TOEFL iBT®の5.5はCEFR C1にあたり、旧スコアでは107〜113点に相当する高い水準です。

この記事では、TOEFL iBT®5.5のレベルや旧スコア・IELTSとの比較、5.0・6.0との違い、総合5.5の決まり方、目標スコアを取るための勉強法まで解説します。



TOEFL iBT®5.5はどのくらいのレベル?

TOEFL iBT®5.5は、現在の1.0〜6.0のスコア体系では上位に位置するスコアです。まずはCEFRや旧スコアと比較して、どの程度の水準なのかを確認してみましょう。

TOEFL iBT®新スコア 旧スコア CEFR
6.0 114〜120点 C2
5.5 107〜113点 C1
5.0 95〜106点 C1
4.5 86〜94点 B2

参照元:2026年1月21日からのTOEFL iBT®改訂に関する概要

TOEFL®5.5はCEFR C1レベル

TOEFL iBT®5.5は、CEFRでは「C1」にあたります。CEFRとは、外国語の運用能力をA1〜C2の6段階で示す国際的な指標です。A1が基礎的なレベル、C2が最も高いレベルにあたり、C1はその一つ下に位置します。

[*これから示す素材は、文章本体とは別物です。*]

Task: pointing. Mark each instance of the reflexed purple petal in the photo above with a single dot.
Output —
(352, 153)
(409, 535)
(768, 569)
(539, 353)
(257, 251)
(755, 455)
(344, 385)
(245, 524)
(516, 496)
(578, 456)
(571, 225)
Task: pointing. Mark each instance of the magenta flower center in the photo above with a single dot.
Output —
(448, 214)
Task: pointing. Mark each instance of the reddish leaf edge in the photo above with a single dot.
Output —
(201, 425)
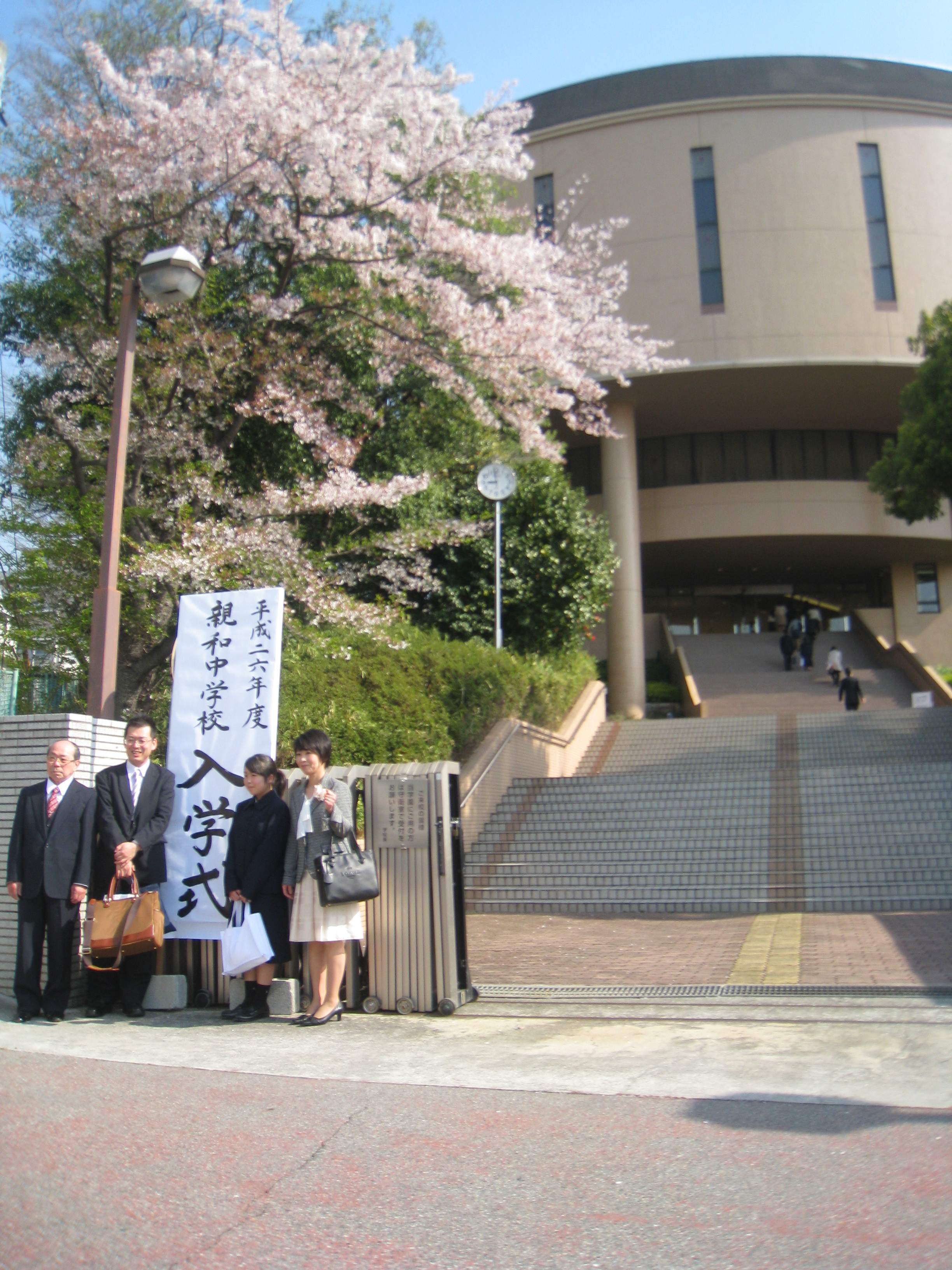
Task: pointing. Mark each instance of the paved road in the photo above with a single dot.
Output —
(836, 949)
(802, 1136)
(743, 675)
(229, 1170)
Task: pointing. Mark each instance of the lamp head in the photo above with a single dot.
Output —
(169, 276)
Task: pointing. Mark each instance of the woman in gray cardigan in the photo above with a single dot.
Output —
(320, 812)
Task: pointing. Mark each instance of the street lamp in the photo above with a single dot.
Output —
(167, 277)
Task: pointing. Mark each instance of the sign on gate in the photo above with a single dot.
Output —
(224, 709)
(400, 812)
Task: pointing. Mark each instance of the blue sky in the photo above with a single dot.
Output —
(544, 44)
(541, 44)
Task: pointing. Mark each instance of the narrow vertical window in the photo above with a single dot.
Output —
(927, 588)
(545, 206)
(709, 242)
(876, 226)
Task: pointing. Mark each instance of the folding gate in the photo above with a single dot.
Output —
(417, 928)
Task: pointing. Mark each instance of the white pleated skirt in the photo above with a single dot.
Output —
(314, 924)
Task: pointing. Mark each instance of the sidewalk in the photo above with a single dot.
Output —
(898, 951)
(893, 1052)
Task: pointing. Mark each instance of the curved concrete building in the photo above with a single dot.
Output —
(788, 223)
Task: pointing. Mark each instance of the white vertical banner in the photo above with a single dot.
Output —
(224, 709)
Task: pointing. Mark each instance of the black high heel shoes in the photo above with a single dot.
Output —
(313, 1021)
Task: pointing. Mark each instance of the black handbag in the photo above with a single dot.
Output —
(347, 875)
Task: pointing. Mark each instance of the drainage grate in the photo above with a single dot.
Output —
(691, 991)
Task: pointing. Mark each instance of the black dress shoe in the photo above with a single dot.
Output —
(337, 1013)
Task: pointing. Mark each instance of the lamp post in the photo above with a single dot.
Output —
(167, 277)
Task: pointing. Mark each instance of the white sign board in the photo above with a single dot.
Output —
(224, 709)
(400, 812)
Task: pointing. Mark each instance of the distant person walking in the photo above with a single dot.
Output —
(835, 665)
(850, 691)
(788, 649)
(807, 651)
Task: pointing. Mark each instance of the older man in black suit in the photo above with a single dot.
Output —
(47, 873)
(135, 807)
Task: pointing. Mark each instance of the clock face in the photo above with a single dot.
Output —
(497, 482)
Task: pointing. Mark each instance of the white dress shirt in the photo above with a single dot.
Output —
(136, 774)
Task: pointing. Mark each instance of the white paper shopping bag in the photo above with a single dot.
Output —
(244, 945)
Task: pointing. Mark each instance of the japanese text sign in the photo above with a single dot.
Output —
(224, 709)
(400, 812)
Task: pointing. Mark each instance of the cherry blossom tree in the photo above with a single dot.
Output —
(357, 228)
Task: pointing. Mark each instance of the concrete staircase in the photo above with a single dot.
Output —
(813, 813)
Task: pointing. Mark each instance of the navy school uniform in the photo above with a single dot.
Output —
(256, 865)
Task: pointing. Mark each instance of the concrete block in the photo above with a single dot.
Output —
(167, 992)
(285, 997)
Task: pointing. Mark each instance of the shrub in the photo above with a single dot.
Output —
(415, 700)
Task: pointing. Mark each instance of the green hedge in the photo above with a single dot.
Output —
(427, 700)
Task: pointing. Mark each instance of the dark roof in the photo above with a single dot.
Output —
(739, 77)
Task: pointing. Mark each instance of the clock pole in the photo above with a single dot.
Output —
(497, 482)
(499, 573)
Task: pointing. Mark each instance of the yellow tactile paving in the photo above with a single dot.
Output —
(771, 953)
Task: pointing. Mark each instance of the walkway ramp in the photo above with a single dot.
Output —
(812, 813)
(743, 676)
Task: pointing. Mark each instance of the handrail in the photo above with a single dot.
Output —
(692, 702)
(490, 765)
(904, 657)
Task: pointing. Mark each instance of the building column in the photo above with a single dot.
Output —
(626, 625)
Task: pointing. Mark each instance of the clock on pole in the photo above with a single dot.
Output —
(497, 482)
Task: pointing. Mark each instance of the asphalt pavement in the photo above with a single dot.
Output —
(511, 1136)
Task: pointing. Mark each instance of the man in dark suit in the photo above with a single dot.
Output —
(47, 873)
(135, 804)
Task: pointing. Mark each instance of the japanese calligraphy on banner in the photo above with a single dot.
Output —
(224, 709)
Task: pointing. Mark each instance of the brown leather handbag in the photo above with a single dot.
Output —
(121, 926)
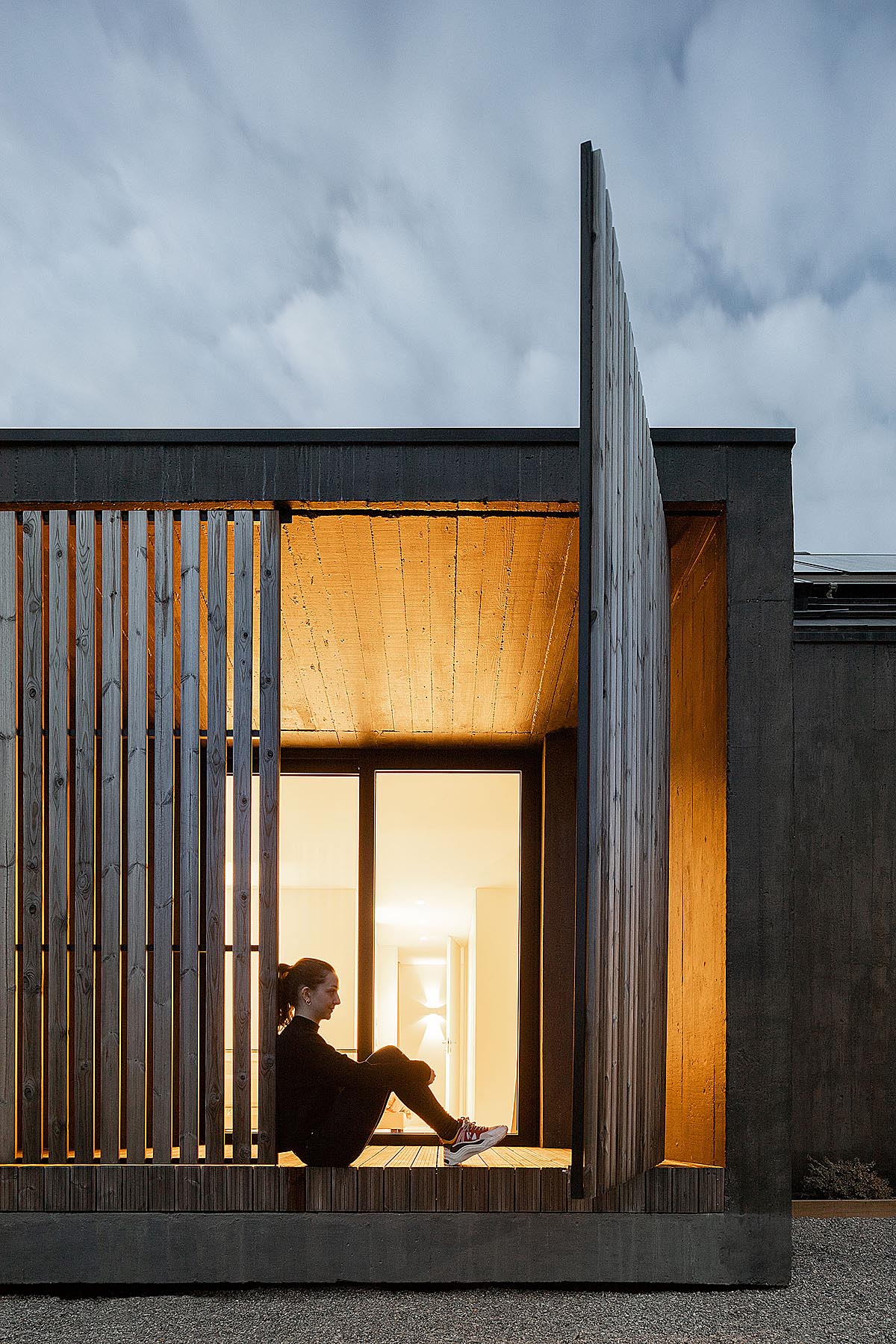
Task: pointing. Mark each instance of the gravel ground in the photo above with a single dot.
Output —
(844, 1290)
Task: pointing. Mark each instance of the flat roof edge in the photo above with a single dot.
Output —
(561, 437)
(712, 437)
(312, 437)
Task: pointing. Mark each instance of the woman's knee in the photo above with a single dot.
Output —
(388, 1055)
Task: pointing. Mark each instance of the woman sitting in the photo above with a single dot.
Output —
(328, 1105)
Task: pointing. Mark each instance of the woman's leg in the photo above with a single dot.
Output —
(403, 1081)
(347, 1129)
(351, 1124)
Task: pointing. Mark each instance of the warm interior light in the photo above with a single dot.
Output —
(457, 836)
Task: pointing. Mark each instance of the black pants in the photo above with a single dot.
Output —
(347, 1129)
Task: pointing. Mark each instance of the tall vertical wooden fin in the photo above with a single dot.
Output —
(8, 816)
(111, 841)
(31, 808)
(137, 858)
(269, 830)
(82, 1063)
(622, 737)
(188, 932)
(243, 604)
(57, 1068)
(215, 833)
(163, 835)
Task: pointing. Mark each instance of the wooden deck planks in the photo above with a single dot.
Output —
(368, 1189)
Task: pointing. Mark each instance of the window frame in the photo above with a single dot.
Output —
(366, 762)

C1では、単に日常会話ができるだけではなく、複雑な内容を理解し、自分の考えを比較的流暢かつ論理的に表現する力が求められます。大学や大学院で英語の講義を受けたり、文献を読んだり、ディスカッションに参加したりする場面でも、自立して英語を使える水準と考えられます。

TOEFL iBT®5.5を取得するには、語彙や文法の知識だけでなく、読んだ内容や聞いた内容を正確に処理し、自分の考えをSpeakingやWritingで明確に伝える力も必要です。

旧TOEFL®スコアでは107〜113点程度

従来のTOEFL iBT®では、Reading・Listening・Speaking・Writingをそれぞれ30点満点で評価し、合計120点で総合スコアを示していました。

ETSが公開している新旧スコアの対応表で比較すると、新総合スコア5.5は旧総合スコア107点以上、6.0は114点以上となっています。そのため、5.5は旧スコアで107〜113点程度の水準と考えることができます。

旧107点以上というと、1技能だけで高得点を取れば届くスコアではありません。4技能を一定以上まで伸ばし、苦手技能を大きく残さないことが重要です。

ただし、新スコアと旧スコアは単純な点数換算ではありません。「5.5なら旧スコアで必ず○点」と個人単位で正確に置き換えられるわけではないため、107〜113点はレベルの目安として捉えてください。

また、改定後は試験内容も大きく変わっているため、「過去の試験で110点を取れたから今回も5.5はいけるだろう」という考え方も危険です。必ず最新の試験内容で対策し直しましょう。
改定前の試験内容において100点がどの程度のレベルなのか知りたい方は、「TOEFL100点のレベルは?難易度から取得のメリット・勉強法まで解説!」もご参考ください。


TOEFL 5.5はIELTSではどのくらい?

TOEFL iBT®だけでなくIELTSも留学や海外大学・大学院への出願で利用されているため、「TOEFL5.5はIELTSなら何点くらい?」と考える方もいるかもしれません。

ETSが公開しているTOEFL iBT®とIELTSのスコア比較表では、TOEFL iBT®総合5.5はIELTS 7.5相当であることがが示されています。

IELTS Academic TOEFL iBT®
8.5 6.0
8.0 6.0
7.5 5.5
7.0 5.0
6.5 4.5
6.0 4.0

参照元:TOEFL iBTスコアスケール 1から6

IELTS 7.5も高い英語運用力が求められるスコアであり、TOEFL®5.5が簡単な目標ではないことがわかります。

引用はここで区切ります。